De nombreux chatbots peuvent désormais effectuer des recherches sur le web, mais ils peuvent néanmoins fournir des informations obsolètes ou inexactes pour diverses raisons. Ces modèles s'appuient sur des données d'entraînement dont la date limite de mise à jour est fixée, ce qui signifie qu'ils ne « connaissent » que les informations disponibles jusqu'à cette date. Lorsque les outils de recherche en temps réel ne sont pas sollicités (en raison de contraintes de ressources de calcul, de défaillances techniques ou de problèmes de classification des requêtes), le chatbot utilise cette base de connaissances statique, qui peut ne plus refléter les faits actuels.
Même lorsque la fonction de recherche fonctionne correctement, si les résultats contiennent des affirmations contradictoires, des informations erronées ou proviennent de sources de faible qualité, le chatbot peut, par inadvertance, reproduire ces erreurs dans ses réponses.

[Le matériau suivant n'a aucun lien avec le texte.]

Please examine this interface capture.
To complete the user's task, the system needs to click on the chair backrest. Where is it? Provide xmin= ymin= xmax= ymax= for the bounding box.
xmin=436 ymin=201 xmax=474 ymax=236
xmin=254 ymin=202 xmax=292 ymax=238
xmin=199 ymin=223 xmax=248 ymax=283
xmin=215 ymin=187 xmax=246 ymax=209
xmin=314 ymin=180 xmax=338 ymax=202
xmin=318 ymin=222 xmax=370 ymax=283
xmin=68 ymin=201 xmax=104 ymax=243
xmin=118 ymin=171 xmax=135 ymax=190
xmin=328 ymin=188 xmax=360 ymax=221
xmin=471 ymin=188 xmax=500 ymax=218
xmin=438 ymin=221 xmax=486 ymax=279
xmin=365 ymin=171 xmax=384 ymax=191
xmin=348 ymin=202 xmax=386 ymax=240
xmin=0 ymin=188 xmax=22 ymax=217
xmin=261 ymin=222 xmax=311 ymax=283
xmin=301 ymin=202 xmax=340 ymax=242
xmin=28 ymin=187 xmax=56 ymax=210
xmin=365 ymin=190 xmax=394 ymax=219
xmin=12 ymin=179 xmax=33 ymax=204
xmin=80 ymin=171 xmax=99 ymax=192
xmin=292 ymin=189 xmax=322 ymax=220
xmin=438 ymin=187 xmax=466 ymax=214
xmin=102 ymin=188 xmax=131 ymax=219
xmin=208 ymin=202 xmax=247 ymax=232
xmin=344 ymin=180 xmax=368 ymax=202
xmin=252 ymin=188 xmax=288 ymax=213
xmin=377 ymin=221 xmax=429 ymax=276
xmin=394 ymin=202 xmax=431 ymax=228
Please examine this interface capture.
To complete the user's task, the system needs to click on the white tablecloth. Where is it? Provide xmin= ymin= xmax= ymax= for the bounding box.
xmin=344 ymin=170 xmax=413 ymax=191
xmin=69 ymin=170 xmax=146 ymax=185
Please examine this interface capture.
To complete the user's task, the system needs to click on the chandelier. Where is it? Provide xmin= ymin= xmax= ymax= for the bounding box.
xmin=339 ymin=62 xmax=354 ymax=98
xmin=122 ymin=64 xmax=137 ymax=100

Les modèles légers, optimisés pour la vitesse et l'efficacité plutôt que pour une exactitude exhaustive, sont plus sujets aux erreurs factuelles et aux hallucinations que leurs homologues plus complets. Ces systèmes peuvent également avoir des difficultés avec les requêtes complexes ou nuancées qui nécessitent un raisonnement multimodal ou qui portent sur des informations de niche mal indexées ou difficiles à trouver via les recherches web classiques.